Your paperwork affects your patients in addition to your practice.
“Documentation” covers a wide swath of day-to-day business within a chiropractic office. Patient visits are documented at sign-in. Patient consultation notes, treatment plans, X-ray results, and requests for medical histories are also documented. But more often, when documentation is referenced, it is to describe the Centers for Medicare and Medicaid Services (CMS) documentation requirements.1
Short of choosing to deny patients covered under the program, DCs do not have the choice to opt out of Medicare or Medicaid. The number of Medicare claims submitted per practice varies wildly. However, there is no doubt that choosing not to treat patients covered by Medicare would mean a substantial lost of income.2
Keeping accurate, up-to-date documentation is the best way to avoid problems if you are investigated or audited by the Office of the Inspector General. Using a certified electronic health records (EHR) system can help—as long as it is being implemented properly.
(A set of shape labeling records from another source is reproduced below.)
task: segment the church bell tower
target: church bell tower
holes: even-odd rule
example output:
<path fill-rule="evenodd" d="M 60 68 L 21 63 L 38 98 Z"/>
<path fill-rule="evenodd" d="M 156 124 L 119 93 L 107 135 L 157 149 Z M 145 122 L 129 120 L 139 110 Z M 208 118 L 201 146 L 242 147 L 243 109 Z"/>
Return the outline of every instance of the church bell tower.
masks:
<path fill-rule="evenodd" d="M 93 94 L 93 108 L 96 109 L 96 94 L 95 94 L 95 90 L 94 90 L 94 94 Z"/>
Use a common sense approach
The American Chiropractic Association offers useful guidelines for documentation. Their advice is down-to-earth: “What may be appropriate documentation for one visit may not be adequate in another when other factors are taken into consideration such as frequency, duration of condition, severity of condition, past history, other documentation, etc.”3
Record keeping for improved patient outcomes
Many DCs find CMS regulations and guidelines burdensome, but it’s important to remember that documentation can be an integral part of providing care for patients, as well as part of the process of getting paid.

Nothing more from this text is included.